In specifics, the following can be the additional list of deliverables as an independent director, making use of the understanding gained while acting as the KMP:

a) Drawing Strategy plans for medium- and long-term periods in consultation with the promoters and management team of the company.

b) Focus on short term business achievements that adds up to the strategic plan of actions through close follow up on annual budgeting and its performance evaluation. To be effective on implementation, can seek the course correction plans and its status on execution can be checked as part of board initiative.

c) Preparing companies for IPO & investment from institutional investors by providing professional guidance to follow all recent developments as mandated by SEBI / MCA. This can cover major requirements like the Non-Financial Reporting requirements as part of Annual Accounts made applicable for the listed entities in India besides the other new guidance on covering the upstream and downstream business partners’ disclosure requirements if they happen to be in the top 1,000 net worth listed entities in India. The cover to include ESG reporting as mandated by SEBI.

d) Guide to improve the standards of compliance as expected by institutional investors and as mandated by SEBI. Following the requirements of Antibribery Act is only one of the many new requirements.
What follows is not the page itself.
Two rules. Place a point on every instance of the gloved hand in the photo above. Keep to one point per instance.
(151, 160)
M&A transactions and investments will attract a whole new holistic approach of ensuring sustainable operations across function and this needs early internal workings under board supervision.

e) Mentoring the next generation business leaders.

f) To be in the board sub-committees like:
a. Risk management committee
b. Audit committee
c. Stakeholders relationship committee
d. CSR Committee
e. Sustainability and ESG Committee

g) Can provide guidance on M&A initiatives including the closing on deals and integration of business acquired.

h) Specific Initiates like:
a. Internal controls, financial compliance, strengthening delegation of authorities matrix and policy formulations with an objective to strengthen the financial discipline.
b. Deep dive into the internal audit reports and seek status of recommended action points for course corrections.
c. Cost reduction and or maximising the enterprise value.
d. ERP - optimising the efficiency of the installed facilities.
e. Optimising Insurance coverage Vs spend.

Creating value for the enterprise in a completely dispassionate manner.
Help company to improve its corporate credibility and governance.
Help bring an independent judgment.
Bring an objective view in the evaluation of the performance.
Safeguard the interests of all stakeholders including the balancing act.